Anna held her hands to her ears in an attempt to shut out the shrieks of the dying and the gut-wrenching screams of those who clawed their way, panic-stricken, toward the bridge. She could not block out the sounds, however, nor could she close her eyes to the blood upon their carriage wheels. It was more than she could bear.

  “Slow down!” Anna screamed, trying to rise from her seat. “Zofia, make him slow!”

  “Quiet, you fool!” Zofia cried, pulling her back into her seat. “Do you want to die?”

  “No, but I don’t want to kill, either.”

  Zofia fixed her gaze on Anna. “Too late for that, cousin!”

  They were but a short distance from the approach to the bridge and in a still tighter crush when several desperate men and women attempted to board the carriage.

  “Get out, you filthy swine!” Zofia shouted. The brutish driver cursed the interlopers, too, lashing them with his whip. They fell back into the surging crowd with bleeding faces and torn eyes.

  At last, the carriage reached the approach. Here, where each street was depositing its human cargo, traffic all but stopped. “What now, Countess?” the driver asked. “There are too many to drive over and it looks like the bridge supports have been torched.”

  It was true. Anna could see flames licking at the underside of the bridge.

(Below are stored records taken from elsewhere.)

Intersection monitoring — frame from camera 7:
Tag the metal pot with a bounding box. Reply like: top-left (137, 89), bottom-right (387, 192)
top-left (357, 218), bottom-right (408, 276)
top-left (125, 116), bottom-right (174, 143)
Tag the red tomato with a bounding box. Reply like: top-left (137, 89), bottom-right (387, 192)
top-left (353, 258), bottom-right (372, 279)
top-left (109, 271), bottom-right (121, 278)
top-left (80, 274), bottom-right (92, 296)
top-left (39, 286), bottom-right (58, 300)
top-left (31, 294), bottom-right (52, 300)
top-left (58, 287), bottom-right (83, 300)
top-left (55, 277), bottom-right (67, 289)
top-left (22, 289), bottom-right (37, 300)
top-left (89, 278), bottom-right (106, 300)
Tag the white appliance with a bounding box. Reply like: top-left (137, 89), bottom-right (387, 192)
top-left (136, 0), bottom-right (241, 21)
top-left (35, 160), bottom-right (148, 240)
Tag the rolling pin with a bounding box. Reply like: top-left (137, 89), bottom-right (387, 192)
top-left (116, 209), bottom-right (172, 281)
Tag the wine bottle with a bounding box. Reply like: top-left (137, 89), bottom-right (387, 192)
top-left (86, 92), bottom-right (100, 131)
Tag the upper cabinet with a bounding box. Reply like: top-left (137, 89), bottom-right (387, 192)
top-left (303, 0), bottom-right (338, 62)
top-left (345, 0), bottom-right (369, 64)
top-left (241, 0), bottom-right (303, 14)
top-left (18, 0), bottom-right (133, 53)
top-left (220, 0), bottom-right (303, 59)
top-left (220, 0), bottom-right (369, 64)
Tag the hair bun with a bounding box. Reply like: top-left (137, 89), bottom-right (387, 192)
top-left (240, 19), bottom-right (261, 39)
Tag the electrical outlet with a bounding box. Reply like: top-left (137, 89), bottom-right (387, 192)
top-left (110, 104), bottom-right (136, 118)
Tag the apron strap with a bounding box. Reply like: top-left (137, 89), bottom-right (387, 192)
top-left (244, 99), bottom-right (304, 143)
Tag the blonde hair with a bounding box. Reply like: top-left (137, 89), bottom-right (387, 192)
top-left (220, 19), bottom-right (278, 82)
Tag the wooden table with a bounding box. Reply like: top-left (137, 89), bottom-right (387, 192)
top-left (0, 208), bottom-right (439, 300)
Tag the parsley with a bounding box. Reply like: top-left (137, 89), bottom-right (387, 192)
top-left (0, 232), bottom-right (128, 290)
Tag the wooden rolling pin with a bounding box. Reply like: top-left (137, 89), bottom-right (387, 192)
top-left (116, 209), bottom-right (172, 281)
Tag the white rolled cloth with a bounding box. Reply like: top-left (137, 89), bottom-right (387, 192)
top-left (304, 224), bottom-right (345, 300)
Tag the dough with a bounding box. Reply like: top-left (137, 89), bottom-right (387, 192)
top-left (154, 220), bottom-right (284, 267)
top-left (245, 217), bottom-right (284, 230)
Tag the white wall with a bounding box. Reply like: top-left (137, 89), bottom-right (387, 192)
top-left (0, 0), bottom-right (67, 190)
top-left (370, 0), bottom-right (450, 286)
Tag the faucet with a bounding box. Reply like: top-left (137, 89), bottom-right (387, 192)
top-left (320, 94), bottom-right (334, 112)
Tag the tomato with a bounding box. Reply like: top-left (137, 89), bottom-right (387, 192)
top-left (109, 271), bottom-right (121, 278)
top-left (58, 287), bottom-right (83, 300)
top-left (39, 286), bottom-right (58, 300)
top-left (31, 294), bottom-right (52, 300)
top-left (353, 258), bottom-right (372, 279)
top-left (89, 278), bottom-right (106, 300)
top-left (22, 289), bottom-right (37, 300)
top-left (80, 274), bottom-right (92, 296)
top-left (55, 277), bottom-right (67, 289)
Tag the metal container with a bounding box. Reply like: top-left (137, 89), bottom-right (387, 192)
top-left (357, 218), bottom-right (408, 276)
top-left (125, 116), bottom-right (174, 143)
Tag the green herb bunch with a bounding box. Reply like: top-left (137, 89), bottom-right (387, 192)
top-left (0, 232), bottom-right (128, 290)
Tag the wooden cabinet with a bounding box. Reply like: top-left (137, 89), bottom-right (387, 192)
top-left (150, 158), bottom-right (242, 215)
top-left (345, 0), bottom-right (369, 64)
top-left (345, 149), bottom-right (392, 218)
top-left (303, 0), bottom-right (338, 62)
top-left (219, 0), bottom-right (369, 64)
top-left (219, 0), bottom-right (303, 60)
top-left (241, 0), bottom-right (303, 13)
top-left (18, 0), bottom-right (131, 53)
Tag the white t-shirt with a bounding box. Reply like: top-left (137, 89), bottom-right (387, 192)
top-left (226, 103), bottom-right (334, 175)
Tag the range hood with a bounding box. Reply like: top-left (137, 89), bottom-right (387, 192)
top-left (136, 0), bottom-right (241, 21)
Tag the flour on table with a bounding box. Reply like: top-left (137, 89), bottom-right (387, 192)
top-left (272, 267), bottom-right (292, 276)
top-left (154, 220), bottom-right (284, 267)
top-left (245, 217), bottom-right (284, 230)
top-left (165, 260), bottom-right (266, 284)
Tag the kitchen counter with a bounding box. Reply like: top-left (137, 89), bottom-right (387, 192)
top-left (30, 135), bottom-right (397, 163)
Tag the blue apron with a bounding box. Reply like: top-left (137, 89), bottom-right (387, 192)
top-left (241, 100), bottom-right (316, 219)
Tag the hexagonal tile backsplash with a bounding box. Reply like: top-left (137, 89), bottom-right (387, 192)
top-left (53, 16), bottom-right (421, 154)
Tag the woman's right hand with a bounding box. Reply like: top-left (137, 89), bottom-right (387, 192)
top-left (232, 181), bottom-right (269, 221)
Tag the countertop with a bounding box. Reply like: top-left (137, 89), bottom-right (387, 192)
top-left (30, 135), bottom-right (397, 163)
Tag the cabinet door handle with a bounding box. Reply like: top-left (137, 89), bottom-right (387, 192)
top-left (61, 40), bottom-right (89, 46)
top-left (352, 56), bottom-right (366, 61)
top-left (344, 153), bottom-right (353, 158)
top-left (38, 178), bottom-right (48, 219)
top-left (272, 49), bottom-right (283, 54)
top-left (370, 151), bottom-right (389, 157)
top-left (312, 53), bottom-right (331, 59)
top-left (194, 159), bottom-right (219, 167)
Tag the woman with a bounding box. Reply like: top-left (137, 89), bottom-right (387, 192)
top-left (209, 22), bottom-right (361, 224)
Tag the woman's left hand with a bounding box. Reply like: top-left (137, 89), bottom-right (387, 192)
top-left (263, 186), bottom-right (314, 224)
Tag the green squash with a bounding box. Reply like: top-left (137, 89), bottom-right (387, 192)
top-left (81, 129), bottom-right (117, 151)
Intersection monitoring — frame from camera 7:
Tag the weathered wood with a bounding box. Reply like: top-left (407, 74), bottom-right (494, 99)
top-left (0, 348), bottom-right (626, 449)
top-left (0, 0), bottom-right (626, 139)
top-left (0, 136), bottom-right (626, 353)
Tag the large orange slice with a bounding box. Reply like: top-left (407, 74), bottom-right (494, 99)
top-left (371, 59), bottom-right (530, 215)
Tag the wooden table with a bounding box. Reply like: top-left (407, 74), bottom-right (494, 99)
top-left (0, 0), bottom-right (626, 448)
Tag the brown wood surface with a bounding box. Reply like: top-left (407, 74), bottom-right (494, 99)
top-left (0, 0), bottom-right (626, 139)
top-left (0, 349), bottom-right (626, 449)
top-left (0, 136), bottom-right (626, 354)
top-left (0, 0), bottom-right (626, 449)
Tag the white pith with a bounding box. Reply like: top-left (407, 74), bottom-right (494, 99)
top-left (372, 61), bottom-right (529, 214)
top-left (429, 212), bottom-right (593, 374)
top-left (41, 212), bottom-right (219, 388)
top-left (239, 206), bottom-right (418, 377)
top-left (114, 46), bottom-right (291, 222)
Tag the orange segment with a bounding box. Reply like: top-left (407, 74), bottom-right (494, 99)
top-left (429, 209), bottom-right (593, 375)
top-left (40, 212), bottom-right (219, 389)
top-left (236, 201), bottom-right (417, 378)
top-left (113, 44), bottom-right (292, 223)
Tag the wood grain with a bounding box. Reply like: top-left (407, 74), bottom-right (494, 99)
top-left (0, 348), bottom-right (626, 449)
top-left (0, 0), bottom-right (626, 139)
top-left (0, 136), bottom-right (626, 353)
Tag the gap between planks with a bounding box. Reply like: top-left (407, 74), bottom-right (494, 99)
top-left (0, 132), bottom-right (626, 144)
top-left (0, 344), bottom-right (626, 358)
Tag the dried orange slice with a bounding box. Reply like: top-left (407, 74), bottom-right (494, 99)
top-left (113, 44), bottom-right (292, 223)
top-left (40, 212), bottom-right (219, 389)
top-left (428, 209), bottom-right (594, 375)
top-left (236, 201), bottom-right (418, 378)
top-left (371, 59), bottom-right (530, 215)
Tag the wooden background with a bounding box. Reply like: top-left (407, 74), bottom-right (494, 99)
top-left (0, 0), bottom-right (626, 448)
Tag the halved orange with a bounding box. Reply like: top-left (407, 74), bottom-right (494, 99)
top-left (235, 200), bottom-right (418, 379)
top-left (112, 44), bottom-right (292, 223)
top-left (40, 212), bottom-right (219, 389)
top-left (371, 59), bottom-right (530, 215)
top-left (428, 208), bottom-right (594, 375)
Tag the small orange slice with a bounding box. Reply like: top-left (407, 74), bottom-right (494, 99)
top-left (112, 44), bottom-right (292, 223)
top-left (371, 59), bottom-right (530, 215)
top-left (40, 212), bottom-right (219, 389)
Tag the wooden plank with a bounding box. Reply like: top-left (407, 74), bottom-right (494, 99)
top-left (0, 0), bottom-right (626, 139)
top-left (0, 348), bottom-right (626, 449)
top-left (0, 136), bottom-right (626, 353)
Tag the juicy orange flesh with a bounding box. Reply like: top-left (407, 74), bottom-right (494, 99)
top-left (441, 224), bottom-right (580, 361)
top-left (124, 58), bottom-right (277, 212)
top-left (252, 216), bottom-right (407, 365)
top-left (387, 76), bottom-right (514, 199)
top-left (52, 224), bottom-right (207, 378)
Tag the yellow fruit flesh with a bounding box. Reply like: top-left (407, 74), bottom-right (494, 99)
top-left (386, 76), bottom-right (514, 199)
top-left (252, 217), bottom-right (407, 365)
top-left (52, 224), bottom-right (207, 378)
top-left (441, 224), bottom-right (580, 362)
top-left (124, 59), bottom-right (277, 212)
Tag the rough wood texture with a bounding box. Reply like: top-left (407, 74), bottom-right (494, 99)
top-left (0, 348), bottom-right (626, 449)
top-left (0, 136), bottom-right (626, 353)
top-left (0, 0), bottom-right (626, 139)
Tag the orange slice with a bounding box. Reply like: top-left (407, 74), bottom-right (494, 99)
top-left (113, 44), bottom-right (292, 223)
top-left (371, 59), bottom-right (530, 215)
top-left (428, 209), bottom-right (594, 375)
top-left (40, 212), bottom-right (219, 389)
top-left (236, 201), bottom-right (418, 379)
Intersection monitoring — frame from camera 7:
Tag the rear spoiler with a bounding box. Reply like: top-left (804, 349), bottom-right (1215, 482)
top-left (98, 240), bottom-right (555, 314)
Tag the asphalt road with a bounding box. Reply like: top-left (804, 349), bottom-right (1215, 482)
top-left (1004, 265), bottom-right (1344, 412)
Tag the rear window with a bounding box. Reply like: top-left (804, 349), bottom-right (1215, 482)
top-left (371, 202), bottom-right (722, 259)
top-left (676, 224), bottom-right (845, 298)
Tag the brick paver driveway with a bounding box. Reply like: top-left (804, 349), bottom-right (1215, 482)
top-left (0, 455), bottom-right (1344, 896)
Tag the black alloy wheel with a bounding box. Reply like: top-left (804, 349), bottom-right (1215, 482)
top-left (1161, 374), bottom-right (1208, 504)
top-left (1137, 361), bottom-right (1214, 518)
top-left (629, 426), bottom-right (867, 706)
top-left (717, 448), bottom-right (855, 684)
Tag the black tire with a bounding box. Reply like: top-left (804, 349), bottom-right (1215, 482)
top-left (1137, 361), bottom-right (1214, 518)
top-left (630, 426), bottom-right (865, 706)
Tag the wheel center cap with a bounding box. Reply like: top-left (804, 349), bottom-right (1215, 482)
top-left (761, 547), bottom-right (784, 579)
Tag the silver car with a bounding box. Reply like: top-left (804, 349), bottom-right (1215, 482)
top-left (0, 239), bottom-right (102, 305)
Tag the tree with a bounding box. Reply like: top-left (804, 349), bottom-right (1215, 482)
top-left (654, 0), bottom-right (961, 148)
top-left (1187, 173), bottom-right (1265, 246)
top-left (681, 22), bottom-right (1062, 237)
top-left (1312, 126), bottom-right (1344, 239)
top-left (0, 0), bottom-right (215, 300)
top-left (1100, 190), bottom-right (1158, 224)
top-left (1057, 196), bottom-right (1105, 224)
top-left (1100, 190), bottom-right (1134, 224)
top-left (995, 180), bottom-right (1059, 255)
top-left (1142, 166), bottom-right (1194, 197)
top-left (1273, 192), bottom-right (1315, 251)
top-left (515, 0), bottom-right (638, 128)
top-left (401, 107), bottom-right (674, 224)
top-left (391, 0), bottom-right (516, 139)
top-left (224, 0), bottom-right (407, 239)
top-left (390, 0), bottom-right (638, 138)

  At that moment the mounted Russians seemed to multiply, descending on the heaving, hysterical crowd, slaying everyone about them. The soldiers descended like red locusts, their gold glinting in the sun’s glow, mindlessly destroying everything as they moved. Those who couldn’t get out of their path were cut down unmercifully. Anna saw a woman rush forth, her baby clutched to her breast. A Russian bore down on her with his curved cutlass, and in an instant she was decapitated, the baby lost to sight.

  Anna prayed as she never prayed before. She was convinced now that her own death was imminent. She prayed most for her son and for Jan Stelnicki, hoping that somehow they would survive.

  Anna turned her eyes to the left then and found herself staring into the grinning face of a Russian. She caught sight of him just as his massive arm was reaching down into the carriage to lift her out. She struggled to fight him off, calling to Zofia. The more she yelled and pummelled him, the more he laughed.